OC · Code Auditor
Auditor → Fixer → Verifier quality loop. v1.2 posts findings to the linked PM ticket; HIGH+ filed as sub-tickets.
/oc-audit/oc-audit full build · runs as a tri-agent loop (Planner / Generator / Evaluator)
Drop the bundle into .claude/skills/ and Claude Code auto-discovers it on the next session — or point Codex / any MCP agent at the hosted opchain.dev/mcp endpoint.
How you'll use it
Code quality auditor with Auditor/Fixer/Verifier loop. Use for /oc-audit, "audit this", "find bugs", "security audit", "code review", "pre-deploy check", "what's wrong with this code", or any code quality question. Trigger liberally.
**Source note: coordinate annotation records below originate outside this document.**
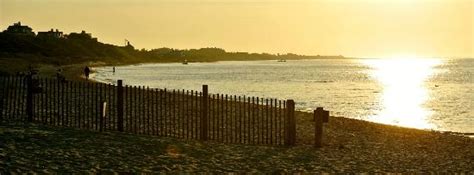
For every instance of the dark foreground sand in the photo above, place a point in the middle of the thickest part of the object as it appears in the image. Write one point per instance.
(349, 146)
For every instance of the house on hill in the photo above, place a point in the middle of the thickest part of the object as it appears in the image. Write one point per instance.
(51, 34)
(17, 28)
(81, 36)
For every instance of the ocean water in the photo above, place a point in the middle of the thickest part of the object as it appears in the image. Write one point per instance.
(433, 94)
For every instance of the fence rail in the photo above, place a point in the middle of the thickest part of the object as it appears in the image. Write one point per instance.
(183, 114)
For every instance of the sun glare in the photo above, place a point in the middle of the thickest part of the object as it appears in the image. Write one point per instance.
(404, 92)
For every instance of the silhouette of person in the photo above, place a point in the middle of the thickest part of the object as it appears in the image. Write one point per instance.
(87, 70)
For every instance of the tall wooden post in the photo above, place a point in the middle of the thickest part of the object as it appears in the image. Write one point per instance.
(103, 112)
(318, 126)
(290, 124)
(29, 98)
(204, 114)
(119, 105)
(320, 116)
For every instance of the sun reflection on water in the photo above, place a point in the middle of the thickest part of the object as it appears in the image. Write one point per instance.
(404, 91)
Trigger with natural language or a slash command:
/oc-audit/oc-audit full On this page
Code Auditor
On first invocation, read references/orchestrator.md and follow its welcome protocol.
Tri-agent code quality system: Auditor finds problems → Fixer proposes remediations → Verifier confirms the fixes actually solve the findings (not just cosmetic reshuffles).
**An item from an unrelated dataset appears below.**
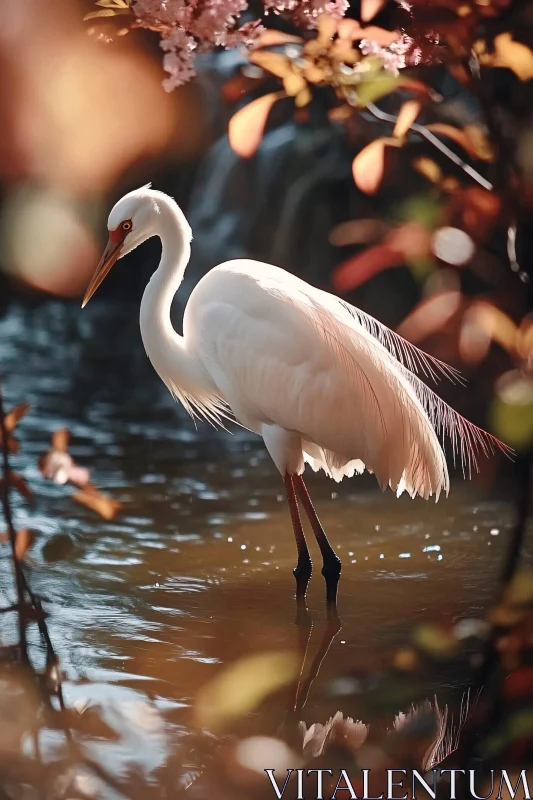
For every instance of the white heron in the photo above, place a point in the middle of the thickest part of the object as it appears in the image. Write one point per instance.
(322, 382)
The Auditor-only mode (/oc-audit) runs a one-pass sweep and produces a findings report.
The full harness (/oc-audit fix-all) chains all three agents for find → fix → verify.
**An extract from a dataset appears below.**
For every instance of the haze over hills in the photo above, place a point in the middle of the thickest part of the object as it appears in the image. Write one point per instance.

/oc-audit — Command Reference
CODE AUDITOR COMMANDS
━━━━━━━━━━━━━━━━━━━━━━━━━━━━━━━━━━━━━━━━━
SWEEP MODES
/oc-audit full Full codebase sweep — all categories
/oc-audit security Security-focused (auth, injection, secrets, CORS)
/oc-audit perf Performance (N+1, bundle, caching, queries)
/oc-audit quality Code quality (dead code, complexity, patterns)
/oc-audit ux UX/accessibility (a11y, states, consistency, responsive)
/oc-audit pre-deploy Pre-deployment gate (security + perf + config)
/oc-audit file [path] Audit specific file(s)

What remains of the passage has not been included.